La acelerada inflación de julio en Europa alcanzó un incremento de 9.1% en términos interanuales y, en consecuencia, el Banco Central Europeo (BCE) decidió subir las tasas de interés a 0.75% en la última reunión (desde el nivel previo de 0%). La misma tónica tuvo la Reserva Federal ( FED) anunciando una suba de tasas a 3.25% (desde el nivel previo de 2.5%) durante la jornada del miércoles. A pesar de que las condiciones financieras más ajustadas tienen un impacto negativo en el crecimiento de la economía, encontramos valor e n el sector energé tico.

Acorde a las estimaciones de Eurostat, la inflación de la zona euro habría alcanzado el 9.5% interanual en agosto, debido a los precios de los alimentos y a los cuellos de botella en las cadenas de suministro de ciertos sectores. Para 2022 se espera que la inflación se ubique en 8.1%, que el crecimiento de la economía se estanque en lo que resta del año y, más adelante, en el primer trimestre de 2023. Indudablemente, los altos precios de la energía han afectado el poder adquisitivo de las familias pesando en la confianza de los consumidores y las empresas.

Haciendo foco en la problemática energética en Europa se destaca la decisión de Gazprom, la principal gasífera Rusa, que interrumpió los flujos a través del gasoducto Nord Stream 1 el 31 de agosto, lo que se suponía una medida temporal, pero al momento no se ha restablecido el suministro alegando a fallas técnicas. Además, durante la jornada de ayer, Vladimir Putin volvió amenazar a Occidente con el uso de armas nucleares, recalentando nuevamente el escenario geopolítico. Estas decisiones sumaron mayor incertidumbre y un renovado impulso a los precios de la energía, cada vez más sensibles tras la proximidad con el invierno europeo.

Por otra parte, según reportes recientes, los analistas creen que la demanda de petróleo se mantiene alta y son más optimistas en el sector de productos derivados del petróleo, ya que la estacionalidad los beneficiará y los inventarios siguen siendo bajos. Las recientes proyecciones de Wall Street indican que el sector energético proporcionará alrededor del 10% de las ganancias del S&P 500 en 2022, superando con creces su peso promedio del 4%.

El fenómeno se puede explicar porque en el último período hubo baja oferta de energía acompañado por un aumento sustancial de la demanda a medida que iba finalizando la pandemia. Esto provocó aumentos de precio del crudo, del gas natural y de productos refinados. La mayoría de las empresas de petróleo y gas han aprovechado los altos precios durante este mismo período para fortalecer sus balances y reducir el apalancamiento financiero. Actualmente, el sector de petróleo y gas está experimentando ajustes de precios en la mayoría de los tipos de destilados, ya que la oferta se retrasa en paralelo con la recuperación de la demanda.

En este sentido, desde el Grupo Balanz, ofrecemos productos para invertir en el sector oil & gas. En particular, encontramos valor en el CEDEAR de ExxonMobil; una de las compañías internacionales de petróleo y gas más grandes del mundo que está ganando posición de mercado y presentó ganancias récord en el primer semestre. Su último balance trimestral fue sorprendentemente bueno, con ganancias de USD 4.14 por acción y mostrando una facturación de USD 115.68 billones. Vale mencionar también que Exxon suele repartir dividendos a los accionistas de manera trimestral.

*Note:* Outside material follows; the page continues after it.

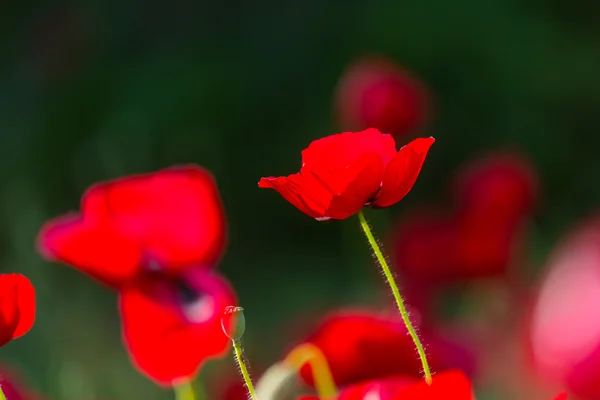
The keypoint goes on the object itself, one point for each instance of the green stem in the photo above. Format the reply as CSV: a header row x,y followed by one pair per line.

Otra opción para apostar al sector energético es el XLE, un CEDEAR de ETF, que sigue la evolución del SPDR Energy Sector. A pesar que se encuentra en valores históricos relativamente altos, es la alternativa más diversificada y accesible para mapear las 28 empresas más relevantes de las industrias del petróleo, gas natural, equipos y servicios relacionados con la energía.

Los CEDEARs (Certificados de Depósito Argentinos) representan acciones de empresas del exterior que cotizan en la bolsa local y han cobrado mucha relevancia en los últimos años, siendo una alternativa para diversificar el riesgo de las carteras de inversión. Además, pueden adquirirse tanto en pesos como en dólares a partir de montos muy bajos. Lo mismo ocurre con los CEDEARs de ETFs, que tienen la misma lógica, pero el activo subyacente, en lugar de ser una acción, es un ETF (Exchange Traded Fund o Fondo Cotizado) que por definición es un conjunto de activos que cotiza en bolsa de valores.

En conclusión, los altos precios de la energía continúan siendo un tema candente por la amenaza que representan para el crecimiento económico y la inflación a nivel global. Bajo este prisma, es muy importante ser muy selectivos a nivel sectorial en renta variable y adaptarse al aumento de la volatilidad de precios.